В некотором смысле последствия этого разочарования положили конец наивной вере большевиков во всемогущество теории. Даже Бухарин любил в то время цитировать: «Теория, мой друг, сера, но зелено вечное дерево жизни» {705}. Тем не менее партийные лидеры остро чувствовали необходимость реконструкции и укрепления большевизма как идеологии, отличающейся логической последовательностью и ясностью. Как предупреждал Бухарин в 1924 г., образованная общественность проявляет «возросший спрос и… большие запросы в области идеологии», и если партия на эти вопросы не ответит, то ответят другие {706}. Ответы были особенно важны в свете партийных дискуссий, во время которых соперничающие фракции старались привлечь на свою сторону широкие слои партии и рабочую массу. Как официальное руководство, так и оппозиция должны были высказываться по вопросам идеологии; и те и другие заверяли, что именно их программа проникнута духом последовательного «ортодоксального большевизма» (ленинизма) или, как хитроумно выражался Бухарин, «исторического большевизма». Используя то, что они выступают под знаменем революционно-героических традиций, левые постоянно апеллировали к предшествующим ценностям и взглядам. Они не видели необходимости в крупных теоретических новшествах и предпочитали вместо этого клеймить большинство за «злонамеренное неверие в смелую экономическую инициативу» как за оппортунизм на практике и ревизионизм в теории {707}.
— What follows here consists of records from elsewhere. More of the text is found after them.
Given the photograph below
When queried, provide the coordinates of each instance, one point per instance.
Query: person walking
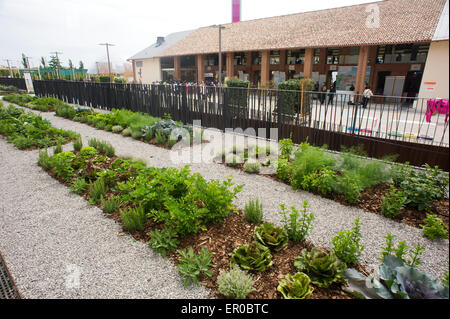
(367, 94)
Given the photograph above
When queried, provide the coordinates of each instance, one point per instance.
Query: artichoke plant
(274, 238)
(252, 257)
(322, 267)
(295, 286)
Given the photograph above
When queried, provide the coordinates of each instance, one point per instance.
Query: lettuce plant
(252, 257)
(295, 286)
(274, 238)
(396, 281)
(323, 268)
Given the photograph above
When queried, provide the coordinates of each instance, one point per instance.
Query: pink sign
(236, 7)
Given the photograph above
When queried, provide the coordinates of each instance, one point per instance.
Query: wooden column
(177, 67)
(309, 61)
(265, 67)
(200, 68)
(362, 67)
С другой стороны, «кризис идей» наложил на Бухарина особую ответственность. Как официальный теоретик и главный защитник нэпа он был вдвойне ответствен за реконструкцию большевистской идеологии, по крайней мере в отношении крупных спорных вопросов. После 1923 г. он не принимал большого участия в интеллектуальных дискуссиях, не связанных прямо с партийными разногласиями, уделяя вместо этого все свое внимание разъяснению новой политики и своей теоретической программы, пытаясь доказать их совместимость с «историческим большевизмом». Здесь он снова столкнулся со специфической проблемой. В то время как левые имели возможность с успехом апеллировать к укоренившимся (хотя и опороченным) идеям, Бухарин был занят развенчанием многих из этих идей как иллюзий прошлого. Он, например, стал резко критиковать присущее большевикам в течение трех лет рвение в проведении экономической практики «военного коммунизма», называя ее «карикатурой на социализм» {708}. Постоянное презрение Бухарина к идеям, почерпнутым из «старых книг», означало, что он должен был выдвинуть новые; если верно, что партия коренным образом изменила свои коренные представления, то появилась надобность в новых теориях. И хотя Бухарин мог с успехом ссылаться на ленинские работы, особенно на реформистские идеи его последних статей, он вскоре признал, что нельзя ограничиваться перепевами того, что magister dixit {709}.

Отделываться афоризмами тоже было нельзя. В духе своего недавно обретенного прагматизма Бухарин теперь регулярно осуждал «истерическую» политику, превознося линию, которая была бы «не правой, не левой», а «правильной». Проблема заключалась в том, что подобные половинчатые высказывания или такие заявления, как: «…я двадцать тысяч раз повторял, что мы абсолютно не должны отходить от принципов нэпа» {710}, имели привкус консерватизма и вызывали подозрения, что политика большинства была предательством революционных идеалов. Исполненные надежд прогнозы некоторых небольшевиков, что «ангел революции тихо отлетает от страны», должны были быть опровергнуты, потому что и оппозиция держалась такого же мнения {711}. Сам Бухарин размышлял в 1922 г.: «История полна примерами того, как партии революции становились партиями порядка. Временами только настенные лозунги напоминают о революционной партии» {712}. Оппозиция называла это «термидорианской реакцией».

Короче говоря, были необходимы не только новые, но оптимистические теории. Бухарин понимал, что нэп породил пессимизм отчасти потому, что эта политика не носила героического характера {713}. Поскольку смешанная экономика нэпа производила отталкивающее впечатление, Бухарин становился уязвим для обвинения в том, что его идеи есть «идеализация нэпа», что он не теоретик революционного социализма, а «Пушкин нэпа», как высказался один оппозиционер {714}.